Sürer, ilk kez set ortamıyla tanıştığı o anı da şu sözlerle paylaştı:

“Stop dendiğinde ne olduğunu bile bilmiyordum. Galiba beceremedim diye düşünürken, Erden ve Tuncel ağabey gelip bana sarıldılar ve tebrik ettiler. O an, hayatımın en unutulmaz anlarından biriydi.”

Yıllar sonra izlediği ilk film: 12 Eylül sansürü engel oldu

Çekim sürecinin ardından gelen başarıyı ise geç fark etti. Çünkü, siyasi baskılar ve sansür nedeniyle ilk filmi 12 Eylül sonrası yıllar sonra izleyebildiğini söyledi. Bu deneyim onun için sadece bir oyunculuk başlangıcı değil, aynı zamanda Türkiye'nin sinema tarihinde bir dönem portresiydi.

“Bazı filmler sansür yüzünden gösterilemedi”

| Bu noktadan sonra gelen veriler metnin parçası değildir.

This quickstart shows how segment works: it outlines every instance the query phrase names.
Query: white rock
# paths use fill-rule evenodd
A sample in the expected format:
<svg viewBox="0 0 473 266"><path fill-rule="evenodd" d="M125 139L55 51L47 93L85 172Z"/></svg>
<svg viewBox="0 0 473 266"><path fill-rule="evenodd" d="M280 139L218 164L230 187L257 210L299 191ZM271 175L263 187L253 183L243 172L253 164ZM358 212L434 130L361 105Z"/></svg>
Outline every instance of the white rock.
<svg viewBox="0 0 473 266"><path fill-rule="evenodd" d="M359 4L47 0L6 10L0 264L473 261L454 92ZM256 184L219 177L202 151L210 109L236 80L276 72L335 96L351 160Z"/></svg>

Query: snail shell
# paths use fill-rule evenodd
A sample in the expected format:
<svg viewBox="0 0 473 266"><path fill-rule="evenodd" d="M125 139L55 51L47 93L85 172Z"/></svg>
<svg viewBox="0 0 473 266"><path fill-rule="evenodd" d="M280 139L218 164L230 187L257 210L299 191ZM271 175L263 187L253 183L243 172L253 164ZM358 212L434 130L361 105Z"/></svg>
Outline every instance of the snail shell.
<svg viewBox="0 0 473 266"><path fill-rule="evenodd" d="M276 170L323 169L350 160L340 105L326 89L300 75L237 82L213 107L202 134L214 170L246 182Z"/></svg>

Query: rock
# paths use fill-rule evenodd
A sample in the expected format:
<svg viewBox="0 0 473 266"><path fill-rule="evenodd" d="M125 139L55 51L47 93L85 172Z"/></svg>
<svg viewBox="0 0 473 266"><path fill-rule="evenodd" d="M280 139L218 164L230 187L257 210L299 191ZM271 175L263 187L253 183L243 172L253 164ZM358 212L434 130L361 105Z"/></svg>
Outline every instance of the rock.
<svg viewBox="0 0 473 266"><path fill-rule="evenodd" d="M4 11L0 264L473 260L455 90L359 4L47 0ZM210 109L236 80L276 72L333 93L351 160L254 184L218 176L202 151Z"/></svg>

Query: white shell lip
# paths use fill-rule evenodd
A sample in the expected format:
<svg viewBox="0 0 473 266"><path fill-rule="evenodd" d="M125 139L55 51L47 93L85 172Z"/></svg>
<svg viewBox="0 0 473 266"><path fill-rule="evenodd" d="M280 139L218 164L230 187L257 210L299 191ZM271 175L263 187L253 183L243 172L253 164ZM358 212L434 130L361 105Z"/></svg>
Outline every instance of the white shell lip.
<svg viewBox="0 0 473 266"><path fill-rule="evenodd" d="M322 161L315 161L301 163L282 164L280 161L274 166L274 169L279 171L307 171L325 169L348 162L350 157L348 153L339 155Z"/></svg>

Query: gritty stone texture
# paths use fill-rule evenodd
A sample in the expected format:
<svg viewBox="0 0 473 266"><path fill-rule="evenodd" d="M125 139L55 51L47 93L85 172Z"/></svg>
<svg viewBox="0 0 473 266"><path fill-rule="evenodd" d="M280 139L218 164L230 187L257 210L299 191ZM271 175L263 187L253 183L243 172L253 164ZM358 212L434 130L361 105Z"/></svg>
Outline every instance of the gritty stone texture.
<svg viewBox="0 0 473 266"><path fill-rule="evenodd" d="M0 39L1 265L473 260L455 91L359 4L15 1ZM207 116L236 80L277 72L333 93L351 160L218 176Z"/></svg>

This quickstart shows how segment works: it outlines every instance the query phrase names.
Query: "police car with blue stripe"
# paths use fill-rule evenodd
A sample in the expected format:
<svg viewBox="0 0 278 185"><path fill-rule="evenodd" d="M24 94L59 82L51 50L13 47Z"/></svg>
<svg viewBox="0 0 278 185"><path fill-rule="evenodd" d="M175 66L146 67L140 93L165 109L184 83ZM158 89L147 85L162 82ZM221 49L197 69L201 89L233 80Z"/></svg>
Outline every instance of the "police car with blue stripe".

Seçici tavrıyla tanınan Nur Sürer, bugüne dek birçok projede yer alırken, bazı filmlerin siyasi nedenlerle gecikmeli olarak yayınlanabildiğini açıkladı. Özellikle "Sabah" filmi için verdiği detay dikkat çekti: “Film, adını değiştirerek 'Bir Gün Hikâyesi' adıyla ancak bir buçuk yıl sonra gösterilebildi.” Bugüne dek sadece dizilerde değil, sinema projelerinde de aynı titizlikle seçimler yaptığını belirten Sürer, “İyi hikâye olmazsa oynamam. Bu konuda hep hassas davrandım ve hâlâ da dikkat ediyorum” diyerek oyunculuk çizgisini koruduğunu vurguladı.

“Sinema benim özgürlüğüm, bağımsızlığım”

Sinema benim için sadece bir iş değil, kendimi en özgür hissettiğim alan” diyen Sürer, usta sinemacı Onat Kutlar’ın kendisi hakkında yazdığı övgü dolu yazıyı da anarak duygulandı. “O yazı sayesinde doğru yolda olduğumu anladım. Sinema bana verilmiş en büyük hediye” diyerek konuşmasını sonlandırdı.

İFSAK 66 yaşında: Etkinlikler 11 Ekim’e kadar sürecek

İFSAK’ın 66. yılına özel düzenlenen etkinlik haftası, “Gençlere Açık Çağrı” sergisiyle başladı. Etkinlikler kapsamında fotoğraf gezileri, söyleşiler ve sergiler gerçekleşirken, hafta Agop Ezgilioğlu ile Beyoğlu-Karaköy gece fotoğraf gezisiyle son bulacak.